Há pensou em levar um bote no porta-malas do carro? Ou ainda carregá-lo em uma mochila? Pois esta é uma das propostas do duck, um bote inflável parecido com um caiaque que pode ser usado em rios, represas, corredeiras ou no mar. O segredo para o fácil transporte são as medidas. Vazio e enrolado, o flutuante de PVC ou hypalong (uma borracha nobre) mede 50cm por 80cm. Inflado, comporta até duas pessoas, tem cerca de 3,5m de comprimento por 60 cm de largura, com peso médio de 25 quilos. A nova versão do caiaque custa de R$ 1,4 mil a R$ 3 mil e vem acompanhada por remos e uma pequena bomba de ar, que é acionada com os pés. Bastam 15 minutos para encher e, para esvaziar, é só apertar as válvulas.

A novidade chegou ao Brasil há alguns anos na mala do empresário José Roberto Pupo. Ele trouxe o produto dos Estados Unidos para incrementar a programação de rafting (descidas de corredeiras em barcos infláveis) da agência de esportes de aventura Canoar. “No começo, importava os modelos. Com o tempo, fiz uma parceria com a fábrica de embarcações Zefir, pioneira na produção de ducks no Brasil”, revela Pupo. Atualmente, além da Zefir, três outros fabricantes – Flex Boat, Ar Boat e Náutica – disputam o mercado nacional formado por consumidores particulares (30%) e operadoras de esportes radicais (70%). “O cliente comum procura o produto motivado por provas de aventura em que o ducking – nome dado à prática do duck – é uma das modalidades”, explica Maria Marlene da Silva, gerente de vendas da Ar Boat. O bote também costuma ser usado para pegar ondas e brincar no mar ou em represas.

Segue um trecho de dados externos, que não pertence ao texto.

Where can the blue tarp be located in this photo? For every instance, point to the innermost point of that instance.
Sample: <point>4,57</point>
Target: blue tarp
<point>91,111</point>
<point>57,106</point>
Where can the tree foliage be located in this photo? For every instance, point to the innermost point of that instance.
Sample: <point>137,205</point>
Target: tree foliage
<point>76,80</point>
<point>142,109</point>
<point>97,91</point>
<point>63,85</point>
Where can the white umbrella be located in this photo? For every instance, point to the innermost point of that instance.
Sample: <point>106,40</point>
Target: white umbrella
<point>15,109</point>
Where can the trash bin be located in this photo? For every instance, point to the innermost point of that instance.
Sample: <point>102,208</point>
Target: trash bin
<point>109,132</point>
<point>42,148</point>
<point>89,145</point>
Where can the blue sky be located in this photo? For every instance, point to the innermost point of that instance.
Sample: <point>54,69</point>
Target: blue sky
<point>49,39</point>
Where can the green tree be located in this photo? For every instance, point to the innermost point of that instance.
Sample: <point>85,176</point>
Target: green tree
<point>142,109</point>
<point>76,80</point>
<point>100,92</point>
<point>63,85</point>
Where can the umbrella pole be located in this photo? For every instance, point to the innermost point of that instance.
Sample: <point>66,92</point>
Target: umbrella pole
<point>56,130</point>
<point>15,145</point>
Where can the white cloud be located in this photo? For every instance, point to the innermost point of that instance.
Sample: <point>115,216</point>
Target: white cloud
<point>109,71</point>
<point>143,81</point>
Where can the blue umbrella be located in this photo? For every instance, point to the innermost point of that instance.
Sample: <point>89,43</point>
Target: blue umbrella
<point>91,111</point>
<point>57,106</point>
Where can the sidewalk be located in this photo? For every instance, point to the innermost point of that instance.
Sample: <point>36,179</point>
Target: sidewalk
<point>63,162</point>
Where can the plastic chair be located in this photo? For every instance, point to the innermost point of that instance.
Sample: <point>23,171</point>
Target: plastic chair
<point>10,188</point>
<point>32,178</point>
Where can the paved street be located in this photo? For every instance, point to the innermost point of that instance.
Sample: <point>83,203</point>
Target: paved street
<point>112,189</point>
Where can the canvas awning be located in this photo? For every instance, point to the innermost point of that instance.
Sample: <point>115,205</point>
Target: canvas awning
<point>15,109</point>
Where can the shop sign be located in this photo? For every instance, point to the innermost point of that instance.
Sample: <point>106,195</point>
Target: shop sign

Além de divertir, o ducking pode se aliar à fisioterapia. Depois de participar de um curso de manejo do bote inflável, o cirurgião-geral Marcelo José Dutra adquiriu um exemplar para relaxar e fortalecer a musculatura da coluna, traumatizada em um acidente. “É uma terapia e uma fisioterapia. É mais vantajoso que o caiaque, pois não prende meu corpo quando vira”, explica Dutra.

As comparações entre o novo bote e o caiaque são inevitáveis. Até mesmo a origem do nome do moderno inflável está ligada ao tradicional bote de fibra. “Dizem que o nome duck, pato, em inglês, foi dado em alusão àqueles que temiam ficar presos ao caiaque”, narra Marcelo Caetano, instrutor de ducking e rafting da Canoar. Nove anos atuando como instrutor, Caetano aconselha usar colete salva-vidas também no duck. “É mais fácil controlar este tipo de bote, mas com segurança não se brinca”, diz.